Any Any business that adheres to the level of discipline that guides The Dragas Cos. must have an interesting history. Maybe there’s a long-past corporate failure that produced a resolution for increased attention to detail or an owner’s career in the military that translated into an equally tight-run corporate ship. For the Virginia Beach, Va.–based builder, it’s a family history of wartime deprivation and years of scraping to get by.
Founder George Dragas, the son of Greek immigrants, was a young boy when his mother took her children to Greece to visit relatives. While they were there, World War II broke out. The family barely survived the Nazi occupation. Upon returning to the U.S., George learned that his father had died in an accident at work, leaving his mother to work as a seamstress in a factory to raise four children.
“They faced that kind of do-or-die situation,” says George’s daughter Helen Dragas, who cut her teeth in the business at 13 conducting customer service interviews.
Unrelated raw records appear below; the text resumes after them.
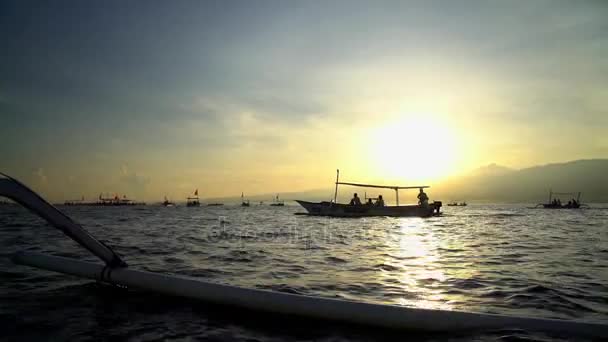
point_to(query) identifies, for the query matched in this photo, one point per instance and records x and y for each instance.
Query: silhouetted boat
(193, 201)
(390, 318)
(277, 202)
(363, 210)
(167, 203)
(556, 203)
(244, 203)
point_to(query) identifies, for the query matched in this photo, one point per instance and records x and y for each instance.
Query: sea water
(506, 259)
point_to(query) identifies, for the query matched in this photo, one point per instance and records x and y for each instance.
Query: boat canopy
(394, 187)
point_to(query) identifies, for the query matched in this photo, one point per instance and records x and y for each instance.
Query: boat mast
(336, 192)
(397, 195)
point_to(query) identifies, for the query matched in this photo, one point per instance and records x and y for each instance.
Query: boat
(113, 201)
(365, 210)
(115, 271)
(277, 203)
(193, 201)
(167, 203)
(556, 203)
(79, 201)
(244, 203)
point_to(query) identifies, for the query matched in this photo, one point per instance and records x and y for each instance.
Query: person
(423, 199)
(355, 200)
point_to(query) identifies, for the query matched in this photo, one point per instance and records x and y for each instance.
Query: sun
(415, 149)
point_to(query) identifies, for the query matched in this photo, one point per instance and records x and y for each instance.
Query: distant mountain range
(495, 183)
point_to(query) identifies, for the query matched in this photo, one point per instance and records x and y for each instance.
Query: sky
(154, 98)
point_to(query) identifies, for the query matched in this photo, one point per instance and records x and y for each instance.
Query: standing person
(380, 201)
(423, 199)
(355, 200)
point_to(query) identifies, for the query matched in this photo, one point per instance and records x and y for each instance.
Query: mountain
(499, 184)
(491, 183)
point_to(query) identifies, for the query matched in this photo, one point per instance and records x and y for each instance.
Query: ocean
(506, 259)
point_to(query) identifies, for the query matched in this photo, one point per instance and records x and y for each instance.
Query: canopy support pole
(336, 191)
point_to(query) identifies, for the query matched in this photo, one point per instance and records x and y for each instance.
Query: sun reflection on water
(415, 249)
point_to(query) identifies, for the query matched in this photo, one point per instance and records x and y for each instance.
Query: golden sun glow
(419, 148)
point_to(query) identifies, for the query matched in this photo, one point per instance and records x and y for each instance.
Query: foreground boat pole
(375, 315)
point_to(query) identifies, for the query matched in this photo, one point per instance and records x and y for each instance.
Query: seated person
(423, 199)
(380, 201)
(355, 200)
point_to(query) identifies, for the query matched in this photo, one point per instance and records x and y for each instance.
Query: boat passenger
(423, 199)
(355, 200)
(380, 201)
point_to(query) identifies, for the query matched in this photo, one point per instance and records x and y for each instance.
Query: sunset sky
(153, 98)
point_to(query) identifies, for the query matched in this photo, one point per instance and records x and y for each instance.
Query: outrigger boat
(193, 201)
(167, 203)
(348, 210)
(277, 203)
(556, 203)
(456, 204)
(114, 271)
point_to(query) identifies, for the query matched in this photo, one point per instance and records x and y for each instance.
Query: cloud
(41, 176)
(133, 183)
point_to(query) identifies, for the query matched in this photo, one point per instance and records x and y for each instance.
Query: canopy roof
(394, 187)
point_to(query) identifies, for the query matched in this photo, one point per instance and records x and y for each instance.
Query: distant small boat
(556, 203)
(244, 203)
(167, 203)
(106, 202)
(424, 209)
(277, 203)
(193, 201)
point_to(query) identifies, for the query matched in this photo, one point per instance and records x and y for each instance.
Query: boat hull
(344, 210)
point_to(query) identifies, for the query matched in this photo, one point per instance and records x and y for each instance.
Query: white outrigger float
(366, 210)
(115, 271)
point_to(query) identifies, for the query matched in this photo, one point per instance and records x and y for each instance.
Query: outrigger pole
(18, 192)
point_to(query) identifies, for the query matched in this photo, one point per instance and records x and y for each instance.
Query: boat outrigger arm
(18, 192)
(373, 315)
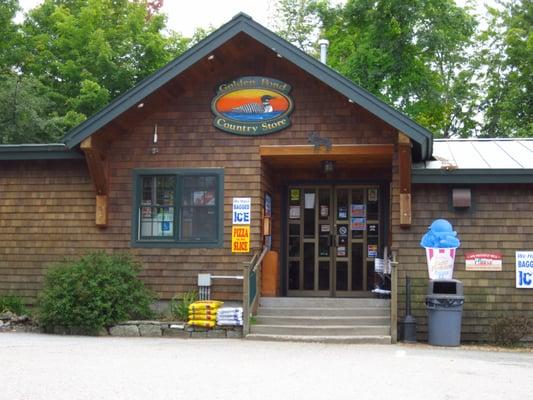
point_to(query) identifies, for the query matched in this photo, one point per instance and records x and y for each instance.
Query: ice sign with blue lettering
(524, 269)
(242, 210)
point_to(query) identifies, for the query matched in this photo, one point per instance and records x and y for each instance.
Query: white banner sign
(524, 269)
(242, 210)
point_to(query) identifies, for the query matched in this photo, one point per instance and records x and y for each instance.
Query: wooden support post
(95, 155)
(404, 158)
(394, 299)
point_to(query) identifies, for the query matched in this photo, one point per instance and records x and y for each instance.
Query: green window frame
(178, 208)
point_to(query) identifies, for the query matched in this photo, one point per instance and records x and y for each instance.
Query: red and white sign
(440, 262)
(488, 261)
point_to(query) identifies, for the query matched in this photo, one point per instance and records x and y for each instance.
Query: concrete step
(321, 330)
(325, 312)
(347, 339)
(323, 302)
(321, 320)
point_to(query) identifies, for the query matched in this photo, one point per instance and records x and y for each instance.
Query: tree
(28, 113)
(412, 54)
(90, 51)
(297, 21)
(9, 45)
(72, 58)
(508, 57)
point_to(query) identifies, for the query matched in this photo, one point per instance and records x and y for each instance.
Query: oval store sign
(252, 106)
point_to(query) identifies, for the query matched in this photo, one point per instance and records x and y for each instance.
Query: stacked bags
(203, 313)
(229, 316)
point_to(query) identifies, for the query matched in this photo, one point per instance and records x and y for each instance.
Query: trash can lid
(445, 286)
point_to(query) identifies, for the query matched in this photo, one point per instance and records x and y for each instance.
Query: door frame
(384, 198)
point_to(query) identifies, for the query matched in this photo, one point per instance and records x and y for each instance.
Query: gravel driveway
(35, 366)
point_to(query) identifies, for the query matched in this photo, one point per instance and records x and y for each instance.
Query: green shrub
(96, 291)
(179, 306)
(13, 303)
(509, 330)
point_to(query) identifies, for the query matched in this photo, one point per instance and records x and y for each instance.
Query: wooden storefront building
(156, 173)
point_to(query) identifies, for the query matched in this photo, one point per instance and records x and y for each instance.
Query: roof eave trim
(148, 85)
(473, 176)
(343, 85)
(242, 23)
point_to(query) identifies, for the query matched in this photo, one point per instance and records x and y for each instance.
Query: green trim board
(174, 241)
(422, 138)
(53, 151)
(474, 176)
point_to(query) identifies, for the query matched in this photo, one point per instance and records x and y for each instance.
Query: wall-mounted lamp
(155, 149)
(327, 166)
(461, 197)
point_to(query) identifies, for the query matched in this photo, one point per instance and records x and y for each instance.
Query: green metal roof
(54, 151)
(421, 137)
(477, 161)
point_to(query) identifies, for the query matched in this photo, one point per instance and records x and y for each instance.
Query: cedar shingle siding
(58, 197)
(501, 218)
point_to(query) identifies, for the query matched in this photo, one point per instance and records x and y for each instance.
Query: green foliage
(28, 113)
(179, 306)
(96, 291)
(297, 22)
(412, 54)
(9, 33)
(13, 303)
(508, 330)
(508, 58)
(72, 58)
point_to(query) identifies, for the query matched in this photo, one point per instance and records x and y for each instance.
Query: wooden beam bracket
(404, 160)
(96, 157)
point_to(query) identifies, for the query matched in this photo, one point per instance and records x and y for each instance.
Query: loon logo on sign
(252, 106)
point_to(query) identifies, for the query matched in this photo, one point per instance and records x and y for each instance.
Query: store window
(178, 208)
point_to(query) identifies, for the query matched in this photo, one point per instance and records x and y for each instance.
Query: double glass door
(333, 236)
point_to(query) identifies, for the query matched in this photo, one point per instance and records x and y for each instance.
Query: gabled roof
(53, 151)
(477, 161)
(421, 137)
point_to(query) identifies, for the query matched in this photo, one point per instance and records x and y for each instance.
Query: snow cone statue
(440, 243)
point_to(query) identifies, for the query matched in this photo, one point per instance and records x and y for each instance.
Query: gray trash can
(444, 305)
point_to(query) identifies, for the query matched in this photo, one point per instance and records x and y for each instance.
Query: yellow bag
(203, 305)
(203, 316)
(201, 323)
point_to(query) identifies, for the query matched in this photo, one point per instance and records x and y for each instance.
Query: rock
(199, 334)
(216, 334)
(150, 330)
(234, 333)
(21, 318)
(124, 330)
(172, 332)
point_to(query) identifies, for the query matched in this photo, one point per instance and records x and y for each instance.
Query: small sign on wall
(241, 210)
(524, 269)
(240, 239)
(486, 261)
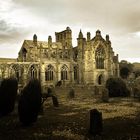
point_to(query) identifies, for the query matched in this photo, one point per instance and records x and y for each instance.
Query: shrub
(30, 102)
(8, 93)
(117, 87)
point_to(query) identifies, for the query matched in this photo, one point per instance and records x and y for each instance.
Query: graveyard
(70, 120)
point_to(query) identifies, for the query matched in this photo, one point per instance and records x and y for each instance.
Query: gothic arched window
(49, 73)
(75, 73)
(33, 72)
(99, 57)
(64, 72)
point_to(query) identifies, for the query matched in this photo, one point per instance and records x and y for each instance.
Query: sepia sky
(20, 19)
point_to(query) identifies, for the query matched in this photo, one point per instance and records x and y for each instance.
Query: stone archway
(100, 79)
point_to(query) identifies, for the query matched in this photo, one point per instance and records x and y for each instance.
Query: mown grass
(70, 121)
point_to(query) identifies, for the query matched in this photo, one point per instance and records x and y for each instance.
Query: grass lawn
(70, 121)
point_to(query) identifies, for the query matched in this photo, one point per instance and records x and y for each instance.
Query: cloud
(20, 19)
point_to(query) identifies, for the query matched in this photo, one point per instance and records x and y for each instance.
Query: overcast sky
(20, 19)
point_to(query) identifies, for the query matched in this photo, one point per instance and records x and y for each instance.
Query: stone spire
(80, 34)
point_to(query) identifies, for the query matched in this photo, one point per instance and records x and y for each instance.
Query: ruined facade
(92, 61)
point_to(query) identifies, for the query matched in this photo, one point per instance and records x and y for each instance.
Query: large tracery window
(64, 72)
(49, 73)
(33, 72)
(75, 73)
(99, 57)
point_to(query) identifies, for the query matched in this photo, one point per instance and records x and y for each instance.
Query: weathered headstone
(105, 95)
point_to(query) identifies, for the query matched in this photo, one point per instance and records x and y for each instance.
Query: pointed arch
(64, 72)
(99, 57)
(100, 79)
(33, 72)
(75, 69)
(49, 73)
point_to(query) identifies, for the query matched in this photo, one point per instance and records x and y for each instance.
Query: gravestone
(105, 95)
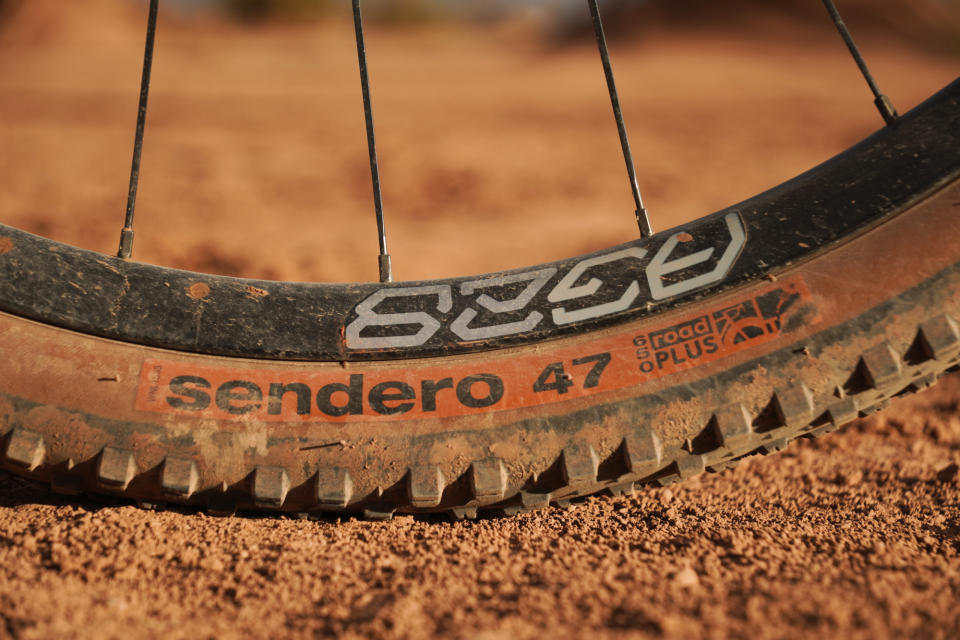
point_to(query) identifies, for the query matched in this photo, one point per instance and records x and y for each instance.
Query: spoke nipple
(386, 268)
(643, 221)
(126, 243)
(890, 115)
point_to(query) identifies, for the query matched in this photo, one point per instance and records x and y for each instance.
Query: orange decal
(423, 390)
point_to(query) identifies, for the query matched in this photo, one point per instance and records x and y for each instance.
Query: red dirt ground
(497, 151)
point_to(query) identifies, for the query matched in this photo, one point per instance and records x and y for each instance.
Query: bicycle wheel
(647, 362)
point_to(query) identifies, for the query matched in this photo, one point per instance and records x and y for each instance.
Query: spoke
(126, 234)
(643, 220)
(880, 100)
(386, 269)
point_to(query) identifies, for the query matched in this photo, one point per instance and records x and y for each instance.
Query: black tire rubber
(840, 293)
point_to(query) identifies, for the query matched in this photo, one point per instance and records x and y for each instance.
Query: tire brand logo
(328, 392)
(721, 331)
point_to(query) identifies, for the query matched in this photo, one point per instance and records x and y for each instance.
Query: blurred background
(498, 147)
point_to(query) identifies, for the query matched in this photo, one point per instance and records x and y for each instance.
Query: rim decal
(357, 393)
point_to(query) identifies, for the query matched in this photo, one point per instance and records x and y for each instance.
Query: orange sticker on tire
(495, 384)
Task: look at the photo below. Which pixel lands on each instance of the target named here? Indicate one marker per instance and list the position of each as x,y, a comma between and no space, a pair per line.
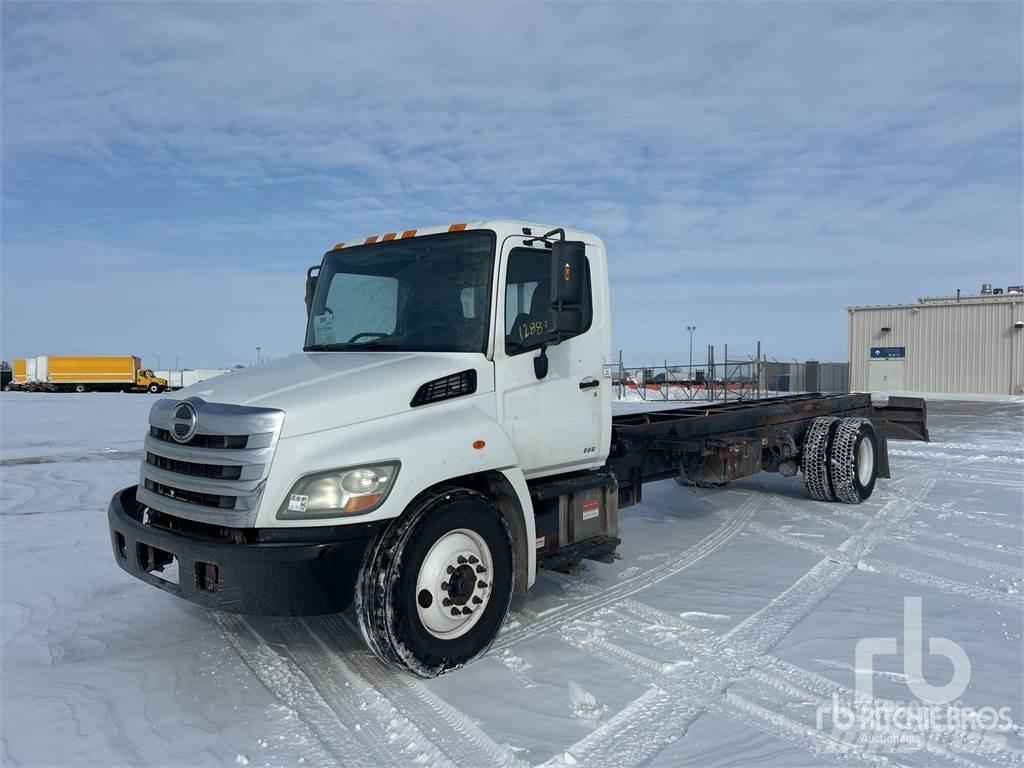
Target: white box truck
445,431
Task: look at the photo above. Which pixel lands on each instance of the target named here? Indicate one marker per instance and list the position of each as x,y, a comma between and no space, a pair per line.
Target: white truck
445,431
178,378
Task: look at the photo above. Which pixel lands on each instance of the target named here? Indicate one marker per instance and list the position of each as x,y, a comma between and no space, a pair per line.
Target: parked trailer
422,458
89,373
178,378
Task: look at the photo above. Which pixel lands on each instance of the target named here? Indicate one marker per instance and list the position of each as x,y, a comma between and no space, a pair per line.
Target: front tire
435,586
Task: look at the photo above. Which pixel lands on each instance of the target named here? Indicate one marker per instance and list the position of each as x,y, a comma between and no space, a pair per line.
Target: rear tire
399,597
814,457
853,461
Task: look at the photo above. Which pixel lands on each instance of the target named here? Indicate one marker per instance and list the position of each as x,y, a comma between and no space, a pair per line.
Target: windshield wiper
377,346
373,346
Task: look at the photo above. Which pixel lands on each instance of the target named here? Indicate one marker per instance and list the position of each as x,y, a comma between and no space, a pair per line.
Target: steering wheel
367,333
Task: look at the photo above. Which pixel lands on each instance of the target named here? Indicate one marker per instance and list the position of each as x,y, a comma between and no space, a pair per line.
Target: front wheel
435,586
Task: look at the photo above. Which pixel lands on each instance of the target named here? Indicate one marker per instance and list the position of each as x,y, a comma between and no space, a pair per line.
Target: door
555,422
887,375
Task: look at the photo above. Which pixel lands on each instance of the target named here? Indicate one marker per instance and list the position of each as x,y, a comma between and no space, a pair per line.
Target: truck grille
217,476
190,497
216,471
202,440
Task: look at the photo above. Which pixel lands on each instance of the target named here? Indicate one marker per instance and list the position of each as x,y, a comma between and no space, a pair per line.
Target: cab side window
527,301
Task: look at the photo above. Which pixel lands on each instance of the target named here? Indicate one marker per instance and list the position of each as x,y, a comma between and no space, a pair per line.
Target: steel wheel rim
865,461
449,583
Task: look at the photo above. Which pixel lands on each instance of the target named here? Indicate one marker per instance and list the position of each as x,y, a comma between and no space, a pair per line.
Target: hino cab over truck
445,431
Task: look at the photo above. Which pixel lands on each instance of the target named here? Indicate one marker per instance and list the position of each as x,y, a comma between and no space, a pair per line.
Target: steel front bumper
288,571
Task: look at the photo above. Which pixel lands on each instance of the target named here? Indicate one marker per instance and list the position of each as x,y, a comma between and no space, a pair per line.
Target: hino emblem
183,422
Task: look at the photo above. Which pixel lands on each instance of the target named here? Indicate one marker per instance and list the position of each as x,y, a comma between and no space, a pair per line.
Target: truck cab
442,371
145,379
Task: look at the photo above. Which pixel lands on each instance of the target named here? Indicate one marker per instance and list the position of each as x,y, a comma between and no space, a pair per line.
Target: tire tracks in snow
453,732
664,714
913,576
361,713
331,741
735,522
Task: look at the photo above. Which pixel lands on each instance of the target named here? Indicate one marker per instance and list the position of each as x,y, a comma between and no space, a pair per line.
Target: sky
171,170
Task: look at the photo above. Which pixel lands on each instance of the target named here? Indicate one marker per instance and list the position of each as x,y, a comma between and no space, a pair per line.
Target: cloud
754,168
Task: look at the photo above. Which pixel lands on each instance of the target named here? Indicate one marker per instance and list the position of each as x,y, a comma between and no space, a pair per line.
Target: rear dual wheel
435,586
840,459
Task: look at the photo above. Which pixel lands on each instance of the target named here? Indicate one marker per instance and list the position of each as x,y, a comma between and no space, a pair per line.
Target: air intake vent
455,385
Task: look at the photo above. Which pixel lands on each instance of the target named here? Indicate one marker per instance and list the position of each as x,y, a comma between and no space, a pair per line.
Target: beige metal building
964,344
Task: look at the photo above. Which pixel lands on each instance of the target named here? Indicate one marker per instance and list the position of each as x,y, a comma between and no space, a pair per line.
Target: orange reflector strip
359,503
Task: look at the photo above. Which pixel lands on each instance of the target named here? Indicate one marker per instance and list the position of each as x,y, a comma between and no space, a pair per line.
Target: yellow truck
85,373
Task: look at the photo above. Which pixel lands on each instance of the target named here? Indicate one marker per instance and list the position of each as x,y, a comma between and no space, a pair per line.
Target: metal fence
726,378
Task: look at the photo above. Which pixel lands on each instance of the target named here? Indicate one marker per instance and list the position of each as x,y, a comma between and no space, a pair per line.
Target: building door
887,375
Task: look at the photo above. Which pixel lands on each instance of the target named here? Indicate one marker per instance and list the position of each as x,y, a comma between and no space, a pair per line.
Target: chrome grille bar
217,476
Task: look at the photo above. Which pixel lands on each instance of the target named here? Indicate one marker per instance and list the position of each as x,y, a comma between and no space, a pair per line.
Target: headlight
339,492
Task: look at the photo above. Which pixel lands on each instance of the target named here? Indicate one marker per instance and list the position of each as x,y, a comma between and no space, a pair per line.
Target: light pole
691,329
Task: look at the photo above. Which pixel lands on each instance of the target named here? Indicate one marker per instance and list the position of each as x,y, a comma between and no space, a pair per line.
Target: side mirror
568,271
568,286
311,287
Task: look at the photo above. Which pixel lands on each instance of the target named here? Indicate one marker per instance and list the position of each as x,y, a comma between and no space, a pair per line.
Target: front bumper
287,572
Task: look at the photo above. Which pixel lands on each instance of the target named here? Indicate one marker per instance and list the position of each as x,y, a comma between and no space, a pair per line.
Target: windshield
420,294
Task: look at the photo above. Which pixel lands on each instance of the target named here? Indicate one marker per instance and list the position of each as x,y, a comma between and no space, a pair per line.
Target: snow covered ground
722,637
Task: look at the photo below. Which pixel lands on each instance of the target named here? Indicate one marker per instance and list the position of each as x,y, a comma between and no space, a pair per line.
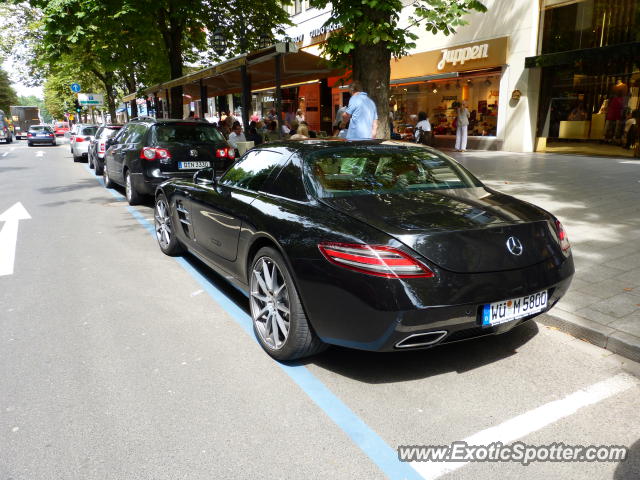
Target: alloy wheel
163,223
270,303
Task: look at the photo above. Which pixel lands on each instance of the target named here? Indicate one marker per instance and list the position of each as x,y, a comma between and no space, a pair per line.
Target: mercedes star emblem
514,246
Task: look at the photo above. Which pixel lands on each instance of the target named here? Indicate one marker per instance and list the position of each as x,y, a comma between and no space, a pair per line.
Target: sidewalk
598,201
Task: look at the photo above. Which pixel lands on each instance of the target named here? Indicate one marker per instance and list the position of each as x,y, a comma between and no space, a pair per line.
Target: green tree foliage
371,34
38,102
8,95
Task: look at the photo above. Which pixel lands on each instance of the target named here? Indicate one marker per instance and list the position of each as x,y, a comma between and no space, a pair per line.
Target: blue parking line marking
365,438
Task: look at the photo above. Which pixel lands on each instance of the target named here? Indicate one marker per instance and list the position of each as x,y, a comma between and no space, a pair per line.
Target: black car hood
462,230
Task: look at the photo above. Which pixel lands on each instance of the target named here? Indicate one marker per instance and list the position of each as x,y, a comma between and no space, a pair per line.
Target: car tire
133,196
275,303
165,233
108,183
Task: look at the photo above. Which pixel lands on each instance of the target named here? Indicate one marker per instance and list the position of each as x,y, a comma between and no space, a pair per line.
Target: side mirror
204,177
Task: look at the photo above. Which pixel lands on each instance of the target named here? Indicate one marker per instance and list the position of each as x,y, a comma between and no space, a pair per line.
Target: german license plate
508,310
188,165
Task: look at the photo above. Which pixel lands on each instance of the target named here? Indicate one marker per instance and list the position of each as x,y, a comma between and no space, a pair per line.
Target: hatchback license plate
508,310
186,165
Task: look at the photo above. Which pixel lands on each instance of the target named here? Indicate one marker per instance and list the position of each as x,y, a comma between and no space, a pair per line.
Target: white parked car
81,137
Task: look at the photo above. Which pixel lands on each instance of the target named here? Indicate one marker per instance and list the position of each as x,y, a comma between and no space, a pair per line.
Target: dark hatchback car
147,152
371,245
98,146
41,134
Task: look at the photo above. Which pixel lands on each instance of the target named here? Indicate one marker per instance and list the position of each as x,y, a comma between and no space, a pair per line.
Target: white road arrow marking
9,236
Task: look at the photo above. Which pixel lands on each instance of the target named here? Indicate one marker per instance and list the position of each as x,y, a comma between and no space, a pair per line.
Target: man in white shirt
422,126
236,136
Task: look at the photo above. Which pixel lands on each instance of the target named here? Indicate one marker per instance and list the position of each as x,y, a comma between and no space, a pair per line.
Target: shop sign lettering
462,55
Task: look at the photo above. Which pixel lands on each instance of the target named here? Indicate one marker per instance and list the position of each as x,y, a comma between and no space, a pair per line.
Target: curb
616,341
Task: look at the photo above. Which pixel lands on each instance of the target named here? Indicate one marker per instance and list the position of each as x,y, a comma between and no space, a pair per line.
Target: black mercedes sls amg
371,245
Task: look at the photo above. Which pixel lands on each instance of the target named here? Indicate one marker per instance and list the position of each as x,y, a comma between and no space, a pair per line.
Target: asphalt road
119,362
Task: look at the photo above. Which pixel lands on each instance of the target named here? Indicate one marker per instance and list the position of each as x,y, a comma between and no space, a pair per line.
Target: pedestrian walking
462,120
361,114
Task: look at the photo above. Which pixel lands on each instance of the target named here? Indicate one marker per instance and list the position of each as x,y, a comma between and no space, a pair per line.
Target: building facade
483,64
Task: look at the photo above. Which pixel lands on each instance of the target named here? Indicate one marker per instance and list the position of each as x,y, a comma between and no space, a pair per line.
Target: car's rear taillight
150,153
225,152
562,237
374,260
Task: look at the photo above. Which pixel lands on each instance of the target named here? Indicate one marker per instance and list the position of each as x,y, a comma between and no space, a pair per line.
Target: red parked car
60,128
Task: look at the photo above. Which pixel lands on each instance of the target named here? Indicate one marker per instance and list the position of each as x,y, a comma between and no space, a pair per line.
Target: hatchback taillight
150,153
374,260
225,152
562,237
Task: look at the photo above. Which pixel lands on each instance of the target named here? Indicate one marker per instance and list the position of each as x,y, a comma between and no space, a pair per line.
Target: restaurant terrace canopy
271,67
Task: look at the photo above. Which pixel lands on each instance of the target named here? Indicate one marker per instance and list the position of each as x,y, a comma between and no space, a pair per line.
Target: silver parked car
79,141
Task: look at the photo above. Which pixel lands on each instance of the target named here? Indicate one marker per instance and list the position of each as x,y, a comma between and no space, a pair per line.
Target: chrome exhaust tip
421,339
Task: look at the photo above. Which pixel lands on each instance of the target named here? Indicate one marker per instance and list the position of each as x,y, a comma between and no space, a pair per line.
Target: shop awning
225,77
599,56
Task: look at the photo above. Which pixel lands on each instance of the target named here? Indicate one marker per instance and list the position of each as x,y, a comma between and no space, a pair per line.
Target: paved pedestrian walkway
598,201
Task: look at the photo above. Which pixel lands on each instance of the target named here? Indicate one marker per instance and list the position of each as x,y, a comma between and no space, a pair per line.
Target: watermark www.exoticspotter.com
514,452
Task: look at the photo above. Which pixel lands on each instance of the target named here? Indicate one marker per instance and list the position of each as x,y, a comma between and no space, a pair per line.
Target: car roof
317,144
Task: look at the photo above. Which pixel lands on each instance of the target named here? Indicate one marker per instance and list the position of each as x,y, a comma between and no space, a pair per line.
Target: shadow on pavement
630,468
80,185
She now serves as the company’s president and CEO. “It’s that gut level, ‘anything can happen’ mindset.” It instilled in George—and now Helen—extraordinary prudence in an industry in which major decisions often are made without solid data to support them. “My father worked hard to build the company,” Dragas says. “He didn’t want to put himself at risk of losing it.”
Risk aversion may seem like a contradiction for a builder, but it’s part of an ultra-conservative financial philosophy that has guided The Dragas Cos. since it opened in 1968. It has virtually no debt—generally, less than 10 percent of equity. The company experienced a 686 percent increase in revenue between 2001 and 2007. In addition, Dragas produced the highest number of closings in its 40-year history in 2007; both closings and revenue were more than double that of the 2004 peak market year.
America’s Best Builder judge Vernon McKown, president of Norman, Okla.–based Ideal Homes and a 2007 America’s Best Builder winner, is clearly awestruck by the company’s fiscal and operational chops.
“Their company embodies a well-run machine,” McKown says. “Every piece complements the other. It all culminates in the final results. … Here, I find a new hero in Virginia Beach.”
Having minimal debt gives the company flexibility that most home builders only dream of achieving. It means the builder isn’t hampered by the operating constraints imposed by lenders, such as restrictions on starts or the reappraisal of land.
“It does allow us to survive the really tough cycles this industry goes through unfailingly over time,” Dragas says. “We may not have the highest return on equity, but we will be here to have returns through thick and thin. There’s a personal side to it as well. I think we have always slept better at night having a pretty clean balance sheet.”